Limitations & Considerations

  • Physics of long prompts still matter:
    Even with CPD and kernel optimizations, a 50k-token prompt will cost more TTFT than a 5k-token prompt. You still need prompt hygiene—summarization, history pruning, and smart context management.

  • Misaligned deployment mode can undermine gains:
    If you run high, steady traffic on pure serverless, cold starts and queueing may dominate TTFT. For predictable workloads, Dedicated Model or Container Inference is the right tool.


Pricing & Plans

Together’s AI Native Cloud is designed for “best economics in the market,” but you should match plans to traffic patterns, not just unit price:

  • Serverless Inference: Best for teams needing no commitments, on-demand scaling, and handling variable or unpredictable traffic. Ideal for early-stage products, experiments, and features with spiky usage.

  • Dedicated Model / Container Inference & GPU Clusters: Best for teams with steady or growing workloads needing tight SLOs (TTFT, tokens/sec) and fine-grained control over infrastructure. You deploy dedicated endpoints in minutes and can scale GPU Clusters from 8 GPUs to 4,000+ as usage grows.

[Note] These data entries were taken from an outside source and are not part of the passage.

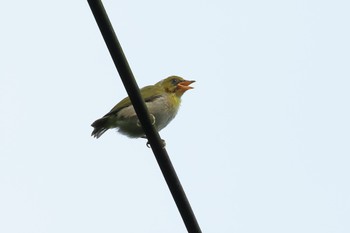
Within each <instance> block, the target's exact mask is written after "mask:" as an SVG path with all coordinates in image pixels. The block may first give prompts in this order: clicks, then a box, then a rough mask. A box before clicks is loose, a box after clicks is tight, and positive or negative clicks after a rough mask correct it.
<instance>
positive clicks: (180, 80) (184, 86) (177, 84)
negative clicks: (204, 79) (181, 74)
mask: <svg viewBox="0 0 350 233" xmlns="http://www.w3.org/2000/svg"><path fill="white" fill-rule="evenodd" d="M194 82H195V81H188V80H185V79H183V78H181V77H179V76H170V77H168V78H166V79H163V80H162V81H160V82H158V83H157V84H156V85H160V86H161V87H162V88H164V90H165V91H166V92H168V93H175V94H176V95H177V96H179V97H181V96H182V95H183V93H185V92H186V91H187V90H190V89H193V87H190V86H189V85H190V84H191V83H194Z"/></svg>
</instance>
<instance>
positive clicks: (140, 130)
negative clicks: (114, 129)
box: [91, 75, 195, 145]
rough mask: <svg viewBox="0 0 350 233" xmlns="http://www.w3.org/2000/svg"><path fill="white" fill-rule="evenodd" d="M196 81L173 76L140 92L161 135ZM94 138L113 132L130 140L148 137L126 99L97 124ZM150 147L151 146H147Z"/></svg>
mask: <svg viewBox="0 0 350 233" xmlns="http://www.w3.org/2000/svg"><path fill="white" fill-rule="evenodd" d="M194 82H195V81H194V80H191V81H189V80H185V79H183V78H182V77H179V76H175V75H173V76H170V77H168V78H165V79H163V80H161V81H159V82H157V83H156V84H154V85H149V86H145V87H143V88H141V89H140V92H141V96H142V98H143V100H144V101H145V104H146V106H147V108H148V111H149V113H150V119H151V122H152V124H153V125H154V126H155V128H156V130H157V131H158V132H159V131H160V130H162V129H163V128H164V127H166V126H167V125H168V124H169V123H170V121H171V120H173V119H174V117H175V116H176V114H177V112H178V109H179V107H180V103H181V97H182V95H183V94H184V93H185V92H186V91H188V90H190V89H193V87H191V86H190V84H192V83H194ZM91 126H92V127H93V128H94V129H93V131H92V133H91V136H93V137H95V138H99V137H101V135H102V134H104V133H105V132H106V131H107V130H109V129H113V128H115V129H117V131H118V132H119V133H121V134H123V135H126V136H128V137H130V138H141V137H142V138H146V137H145V133H144V131H143V129H142V126H141V124H140V122H139V120H138V117H137V115H136V112H135V110H134V107H133V105H132V103H131V101H130V98H129V97H126V98H124V99H122V100H121V101H120V102H119V103H118V104H117V105H115V106H114V107H113V108H112V109H111V110H110V111H109V112H108V113H107V114H106V115H104V116H103V117H102V118H100V119H98V120H96V121H94V122H93V123H92V124H91ZM147 145H148V143H147Z"/></svg>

For precise pricing based on your traffic profile and TTFT targets, you can talk to Together’s team.


Frequently Asked Questions

Why is my TTFT so much higher than tokens/sec would suggest?

Short Answer: Because TTFT is dominated by prefill, cold starts, and queueing—not by generation speed.

Details:
Tokens/sec measures how fast the model generates once it starts. TTFT includes:

  • Provisioning (cold start in serverless)
  • Prefill (processing your entire prompt and chat history)
  • Queueing delays (waiting for a free GPU)
  • Network and middleware time

It’s common to see high tokens/sec but 1–3 seconds TTFT for long prompts or under bursty load. Moving predictable workloads to Dedicated Inference, trimming context, and using a runtime with CPD and speculative decoding significantly narrow this gap.

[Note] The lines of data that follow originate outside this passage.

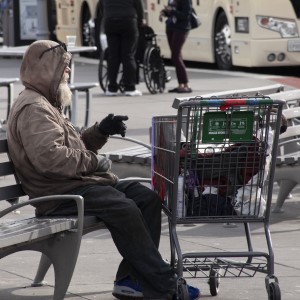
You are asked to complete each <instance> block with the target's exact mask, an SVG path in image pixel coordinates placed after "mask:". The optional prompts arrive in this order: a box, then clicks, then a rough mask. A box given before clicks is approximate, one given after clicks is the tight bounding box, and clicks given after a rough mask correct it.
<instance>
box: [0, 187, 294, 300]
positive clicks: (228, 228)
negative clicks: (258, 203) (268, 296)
mask: <svg viewBox="0 0 300 300" xmlns="http://www.w3.org/2000/svg"><path fill="white" fill-rule="evenodd" d="M299 192H300V190H295V191H294V193H293V198H292V199H289V200H287V201H286V203H285V206H284V208H285V212H284V213H280V214H274V213H273V214H272V216H271V225H270V228H271V234H272V240H273V249H274V252H275V275H276V276H277V277H278V278H279V284H280V288H281V293H282V298H281V299H284V300H296V299H300V283H299V282H300V260H299V253H300V239H299V232H300V221H299V220H300V193H299ZM276 193H277V187H275V190H274V196H276ZM1 205H4V204H1ZM32 214H33V209H32V208H30V207H27V208H24V209H22V210H21V213H20V214H10V215H8V216H7V217H6V218H7V219H10V220H14V219H17V218H24V217H29V216H31V215H32ZM251 228H252V241H253V243H254V250H259V251H266V248H265V235H264V231H263V228H262V226H261V225H259V224H254V225H253V226H251ZM178 235H179V239H180V245H181V247H182V248H183V249H184V251H197V252H199V251H221V252H222V251H226V250H237V251H243V250H245V248H244V247H245V245H246V244H245V234H244V229H243V226H242V225H241V224H239V225H238V226H237V227H234V228H229V227H226V226H224V225H223V224H201V225H192V226H191V225H190V226H178ZM160 251H161V253H162V255H163V257H164V258H166V259H169V257H170V247H169V232H168V225H167V219H166V217H165V216H164V217H163V227H162V238H161V245H160ZM120 259H121V257H120V255H119V254H118V252H117V250H116V248H115V246H114V244H113V242H112V240H111V236H110V234H109V232H108V231H107V230H106V229H104V230H99V231H96V232H93V233H90V234H88V235H86V236H84V238H83V240H82V245H81V250H80V254H79V258H78V262H77V266H76V269H75V272H74V275H73V278H72V281H71V284H70V287H69V289H68V293H67V295H66V298H65V299H69V300H80V299H90V300H92V299H103V300H106V299H107V300H112V299H114V297H113V296H112V295H111V291H112V286H113V281H114V275H115V272H116V269H117V266H118V263H119V262H120ZM38 260H39V254H38V253H35V252H29V251H25V252H23V253H16V254H13V255H10V256H8V257H6V258H3V259H1V260H0V299H1V300H21V299H22V300H23V299H30V300H34V299H37V300H50V299H52V295H53V284H54V275H53V268H51V269H50V271H49V273H48V274H47V277H46V280H47V282H48V285H46V286H43V287H38V288H32V287H30V284H31V282H32V279H33V277H34V275H35V272H36V268H37V264H38ZM264 278H265V274H262V273H257V274H256V275H255V276H254V277H251V278H233V279H229V278H223V279H222V280H221V284H220V291H219V295H218V296H217V297H216V299H222V300H241V299H243V300H246V299H249V300H250V299H251V300H257V299H268V297H267V292H266V288H265V279H264ZM188 283H189V284H191V285H194V286H197V287H199V288H200V289H201V291H202V298H203V299H211V295H210V291H209V286H208V284H207V280H206V279H188Z"/></svg>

Can I meaningfully reduce TTFT without changing my model weights or provider?

Short Answer: Yes. You typically get the biggest TTFT wins from deployment mode, runtime, and prompt changes—long before you need a different model.

Details:
You can:

  • Switch from serverless to Dedicated Model/Container Inference for steady workloads.
  • Turn on ATLAS speculative decoding to reduce latency while preserving text quality.
  • Rely on CPD + Together Kernel Collection for long-context prefill improvements.
  • Optimize prompt structure and history management in your application.
  • Use the OpenAI-compatible API to move to a faster runtime without rewriting your client code.

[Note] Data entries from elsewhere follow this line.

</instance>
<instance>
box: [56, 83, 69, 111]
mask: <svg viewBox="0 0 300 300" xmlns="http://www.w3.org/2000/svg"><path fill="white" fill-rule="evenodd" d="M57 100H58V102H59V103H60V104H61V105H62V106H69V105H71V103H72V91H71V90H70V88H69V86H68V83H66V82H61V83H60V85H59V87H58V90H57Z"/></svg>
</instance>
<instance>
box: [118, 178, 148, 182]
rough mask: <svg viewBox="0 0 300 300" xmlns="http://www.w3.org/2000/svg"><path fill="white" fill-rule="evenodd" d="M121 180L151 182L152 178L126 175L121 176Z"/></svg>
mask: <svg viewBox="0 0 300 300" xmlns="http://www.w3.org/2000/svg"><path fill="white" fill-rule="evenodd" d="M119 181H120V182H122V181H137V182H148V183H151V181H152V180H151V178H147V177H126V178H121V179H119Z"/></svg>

Teams have seen up to 2x reduction in latency and ~30%–33% cost savings just by moving steady workloads to Together’s AI Native Cloud and tuning runtime behavior, not by changing the base model.


Summary

If your streaming chat feels slow to start, you’re almost always bottlenecked by infrastructure and runtime behavior—cold starts, long prefill, and queueing—not by the model itself. Fixing TTFT means:

  • Matching traffic to the right deployment mode (Serverless vs Dedicated Inference).
  • Using runtimes optimized for long-context prefill and decoding (CPD, Together Kernel Collection, ATLAS).
  • Cleaning up prompts and chat history so you’re not paying to reprocess unnecessary tokens.
  • Eliminating hidden delays in your own stack and streaming responses as soon as they’re available.

You keep your model; you change how you serve it.